= Mariam Saab =

Lebanese-Australian journalist and television presenter

Mariam Saab is a Lebanese-Australian journalist and television presenter. Saab is a news presenter on ABC News.

==Background==
Saab was born in Sydney, New South Wales, in a Lebanese-Australian family. She grew up in the Sutherland Shire and attended Illawong Public Primary School followed by The McDonald College performing arts high school.

Her mother, Majida Abboud-Saab, migrated to Australia from Beirut in 1967 aboard RHMS Patris and became a prominent Arabic-language broadcast journalist. A former SBS Arabic language executive producer, Abboud-Saab is widely regarded as having put the world's first dedicated multicultural public television channel to air.

==Career==
In 2004, Saab began her career at SBS Radio as a broadcaster for Alchemy, the station's national youth news, current affairs and music program.

During a stint in the Middle East, Saab was a journalist for the Lebanese Daily Star newspaper. Her work included coverage of continued poverty in the country, and was reported in policy briefings. During this period, Saab also worked as a freelance producer for Al Jazeera English, France 24, SBS TV and the Australian Broadcasting Corporation (ABC) with assignments in Doha, Tunisia, Beirut and Paris.

Saab was one of the organisers of the Beirut Music and Art Festival, featuring 200 local and international artists, including headliners Sister Sledge, Roger Hodgson and Earth Wind and Fire.

From around 2014 to 2018, Saab lived in Paris, where she was an English-language news and programs presenter for France 24, a global French-government-owned TV channel. She covered the November 2015 Paris attacks and their aftermath. She also frequently appeared as a music critic for France 24's Arts program, Encore, reporting on music trends from destinations including Tripoli and Beirut, and interviewed high-profile artists and entertainers including Australian music icon Paul Kelly.
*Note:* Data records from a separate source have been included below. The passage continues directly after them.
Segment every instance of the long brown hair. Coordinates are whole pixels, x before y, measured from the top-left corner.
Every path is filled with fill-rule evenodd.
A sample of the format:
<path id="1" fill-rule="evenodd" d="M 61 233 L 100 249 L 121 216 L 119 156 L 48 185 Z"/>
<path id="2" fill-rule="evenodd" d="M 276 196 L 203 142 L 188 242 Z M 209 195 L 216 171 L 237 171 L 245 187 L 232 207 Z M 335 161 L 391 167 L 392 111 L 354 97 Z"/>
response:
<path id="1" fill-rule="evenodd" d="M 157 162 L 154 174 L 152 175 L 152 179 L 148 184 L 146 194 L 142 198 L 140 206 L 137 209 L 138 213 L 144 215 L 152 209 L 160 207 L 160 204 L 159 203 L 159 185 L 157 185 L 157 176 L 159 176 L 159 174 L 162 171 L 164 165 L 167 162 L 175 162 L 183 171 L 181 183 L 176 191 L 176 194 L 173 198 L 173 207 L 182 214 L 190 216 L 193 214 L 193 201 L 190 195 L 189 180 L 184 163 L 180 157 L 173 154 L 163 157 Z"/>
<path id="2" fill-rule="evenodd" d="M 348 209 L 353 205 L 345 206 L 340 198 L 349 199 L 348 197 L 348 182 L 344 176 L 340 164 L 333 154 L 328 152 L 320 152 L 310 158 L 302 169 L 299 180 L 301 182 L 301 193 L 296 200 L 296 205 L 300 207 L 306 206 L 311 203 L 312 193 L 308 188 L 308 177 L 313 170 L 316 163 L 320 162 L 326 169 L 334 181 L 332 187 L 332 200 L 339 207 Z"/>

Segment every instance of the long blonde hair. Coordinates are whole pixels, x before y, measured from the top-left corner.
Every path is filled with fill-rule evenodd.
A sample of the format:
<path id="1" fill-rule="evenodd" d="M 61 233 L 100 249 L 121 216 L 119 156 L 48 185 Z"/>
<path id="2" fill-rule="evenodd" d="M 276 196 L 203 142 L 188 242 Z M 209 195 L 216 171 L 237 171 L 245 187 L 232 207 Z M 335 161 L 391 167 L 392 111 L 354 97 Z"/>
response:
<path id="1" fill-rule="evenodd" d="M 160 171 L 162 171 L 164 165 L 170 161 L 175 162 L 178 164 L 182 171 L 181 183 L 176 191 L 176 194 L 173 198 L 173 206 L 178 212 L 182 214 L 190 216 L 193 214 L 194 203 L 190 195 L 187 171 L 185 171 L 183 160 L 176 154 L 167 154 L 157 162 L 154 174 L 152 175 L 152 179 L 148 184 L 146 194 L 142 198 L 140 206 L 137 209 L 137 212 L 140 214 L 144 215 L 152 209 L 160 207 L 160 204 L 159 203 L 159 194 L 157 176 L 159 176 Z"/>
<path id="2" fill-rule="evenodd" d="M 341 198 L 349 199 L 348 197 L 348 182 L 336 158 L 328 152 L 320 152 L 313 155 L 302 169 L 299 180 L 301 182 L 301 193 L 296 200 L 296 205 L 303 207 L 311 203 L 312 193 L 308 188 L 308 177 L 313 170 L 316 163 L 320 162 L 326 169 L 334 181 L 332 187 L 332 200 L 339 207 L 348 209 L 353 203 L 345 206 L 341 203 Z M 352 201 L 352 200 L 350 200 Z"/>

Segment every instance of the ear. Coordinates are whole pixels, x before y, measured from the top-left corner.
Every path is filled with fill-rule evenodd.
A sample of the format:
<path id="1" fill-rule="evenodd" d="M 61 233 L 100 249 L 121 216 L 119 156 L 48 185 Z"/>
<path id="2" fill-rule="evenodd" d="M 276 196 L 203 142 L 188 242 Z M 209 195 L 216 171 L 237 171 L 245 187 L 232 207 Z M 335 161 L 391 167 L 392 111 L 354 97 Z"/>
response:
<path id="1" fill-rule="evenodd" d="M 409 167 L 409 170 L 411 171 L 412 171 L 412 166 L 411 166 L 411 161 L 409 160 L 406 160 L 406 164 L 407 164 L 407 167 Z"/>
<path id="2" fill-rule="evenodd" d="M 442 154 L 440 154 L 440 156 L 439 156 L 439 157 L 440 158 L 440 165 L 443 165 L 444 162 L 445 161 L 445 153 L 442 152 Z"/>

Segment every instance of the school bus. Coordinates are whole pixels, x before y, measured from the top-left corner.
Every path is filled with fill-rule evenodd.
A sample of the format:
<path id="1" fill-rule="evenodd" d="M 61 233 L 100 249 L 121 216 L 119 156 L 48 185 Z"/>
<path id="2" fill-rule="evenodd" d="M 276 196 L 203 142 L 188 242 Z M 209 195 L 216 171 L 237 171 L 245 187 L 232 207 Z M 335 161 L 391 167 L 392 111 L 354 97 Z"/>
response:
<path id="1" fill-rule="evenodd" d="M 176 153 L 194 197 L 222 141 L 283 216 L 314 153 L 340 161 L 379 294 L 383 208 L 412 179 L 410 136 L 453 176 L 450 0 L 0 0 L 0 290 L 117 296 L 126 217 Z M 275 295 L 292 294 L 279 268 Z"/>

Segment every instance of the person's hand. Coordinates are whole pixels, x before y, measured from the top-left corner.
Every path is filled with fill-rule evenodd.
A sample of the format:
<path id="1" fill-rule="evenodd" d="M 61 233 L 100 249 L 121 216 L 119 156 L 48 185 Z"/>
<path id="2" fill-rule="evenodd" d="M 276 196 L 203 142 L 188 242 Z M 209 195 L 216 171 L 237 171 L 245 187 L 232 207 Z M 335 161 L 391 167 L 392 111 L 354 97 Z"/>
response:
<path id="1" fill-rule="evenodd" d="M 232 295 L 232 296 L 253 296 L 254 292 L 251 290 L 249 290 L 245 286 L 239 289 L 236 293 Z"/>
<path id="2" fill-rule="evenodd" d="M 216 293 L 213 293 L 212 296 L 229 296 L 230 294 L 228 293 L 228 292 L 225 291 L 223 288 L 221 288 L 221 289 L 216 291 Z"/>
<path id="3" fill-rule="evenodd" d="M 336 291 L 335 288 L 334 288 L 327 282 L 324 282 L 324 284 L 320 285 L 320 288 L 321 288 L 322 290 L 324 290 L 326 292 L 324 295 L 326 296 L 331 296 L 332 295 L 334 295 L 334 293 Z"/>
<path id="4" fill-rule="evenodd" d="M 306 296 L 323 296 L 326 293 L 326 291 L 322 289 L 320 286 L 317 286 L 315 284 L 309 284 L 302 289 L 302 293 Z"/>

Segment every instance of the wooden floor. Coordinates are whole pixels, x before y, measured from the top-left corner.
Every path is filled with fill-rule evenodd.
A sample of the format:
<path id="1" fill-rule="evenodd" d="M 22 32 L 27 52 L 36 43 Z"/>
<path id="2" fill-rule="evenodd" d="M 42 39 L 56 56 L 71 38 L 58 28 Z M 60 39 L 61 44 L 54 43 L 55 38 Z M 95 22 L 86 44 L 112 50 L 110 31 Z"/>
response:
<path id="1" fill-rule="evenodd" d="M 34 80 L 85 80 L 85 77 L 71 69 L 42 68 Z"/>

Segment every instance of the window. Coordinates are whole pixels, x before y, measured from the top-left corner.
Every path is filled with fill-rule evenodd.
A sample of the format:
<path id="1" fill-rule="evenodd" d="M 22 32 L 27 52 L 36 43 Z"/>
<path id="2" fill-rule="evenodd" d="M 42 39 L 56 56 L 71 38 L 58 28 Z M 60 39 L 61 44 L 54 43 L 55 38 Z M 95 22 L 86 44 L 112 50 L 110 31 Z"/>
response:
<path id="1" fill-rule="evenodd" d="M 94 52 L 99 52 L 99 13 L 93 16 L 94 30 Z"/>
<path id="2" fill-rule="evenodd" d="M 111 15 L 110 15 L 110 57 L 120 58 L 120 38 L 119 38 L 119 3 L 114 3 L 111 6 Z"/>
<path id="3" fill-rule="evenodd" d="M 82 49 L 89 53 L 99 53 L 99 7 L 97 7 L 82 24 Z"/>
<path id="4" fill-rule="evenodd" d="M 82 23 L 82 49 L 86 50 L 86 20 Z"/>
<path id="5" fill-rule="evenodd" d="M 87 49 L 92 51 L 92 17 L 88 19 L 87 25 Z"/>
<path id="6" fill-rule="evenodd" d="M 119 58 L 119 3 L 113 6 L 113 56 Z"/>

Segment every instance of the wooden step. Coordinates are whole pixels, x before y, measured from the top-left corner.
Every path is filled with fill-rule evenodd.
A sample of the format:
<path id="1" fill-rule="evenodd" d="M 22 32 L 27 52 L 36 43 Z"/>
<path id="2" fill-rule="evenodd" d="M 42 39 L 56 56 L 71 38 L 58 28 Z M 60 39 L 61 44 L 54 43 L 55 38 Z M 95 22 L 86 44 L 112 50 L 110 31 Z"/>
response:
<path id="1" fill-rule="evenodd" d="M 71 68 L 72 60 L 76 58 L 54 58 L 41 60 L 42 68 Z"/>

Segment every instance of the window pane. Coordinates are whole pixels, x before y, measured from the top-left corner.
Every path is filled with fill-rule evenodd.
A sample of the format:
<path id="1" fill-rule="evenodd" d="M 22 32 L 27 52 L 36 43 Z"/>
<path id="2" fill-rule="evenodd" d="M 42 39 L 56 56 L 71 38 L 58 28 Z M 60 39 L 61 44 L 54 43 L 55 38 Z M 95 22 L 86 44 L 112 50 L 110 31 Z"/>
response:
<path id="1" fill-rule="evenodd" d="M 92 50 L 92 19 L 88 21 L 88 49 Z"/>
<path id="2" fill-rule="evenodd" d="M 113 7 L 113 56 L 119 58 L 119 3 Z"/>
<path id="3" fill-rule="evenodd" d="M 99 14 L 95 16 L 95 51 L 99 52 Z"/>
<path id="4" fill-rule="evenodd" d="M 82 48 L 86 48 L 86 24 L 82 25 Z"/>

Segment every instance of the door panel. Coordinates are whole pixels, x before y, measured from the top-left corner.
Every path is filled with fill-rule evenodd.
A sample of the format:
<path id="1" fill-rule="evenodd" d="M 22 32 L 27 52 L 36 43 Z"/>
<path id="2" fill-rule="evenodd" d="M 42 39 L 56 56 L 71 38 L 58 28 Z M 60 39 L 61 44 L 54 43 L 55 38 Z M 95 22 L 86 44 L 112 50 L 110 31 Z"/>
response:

Since 2019, Saab has presented for Australia's national ABC News channel, appearing as an evening news anchor. She covered the worst of the 2019–20 Australian bushfire season. Her work has also appeared on various ABC digital platforms.

==In the media==
In September 2020, Saab featured in the Australian edition of Marie Claire, commenting alongside a diverse group of high-profile Australians about their hopes and dreams for the Australian nation and its growing need for change when it comes to much of the country's cultural, social and environmental framework.

In the December 2020 edition of Australian Marie Claire, Saab featured alongside her husband and their two children in a portfolio of candid moments honouring the COVID-19 pandemic year that was, and joining in celebration of family, high fashion and frills fit for the festive season.

==Personal==
Saab is married to Franco-Lebanese musician Rami Khalifé. The couple met when she interviewed him for SBS broadcasting during a music tour in Australia in 2009.

Saab is praised for her fashion sense on screen.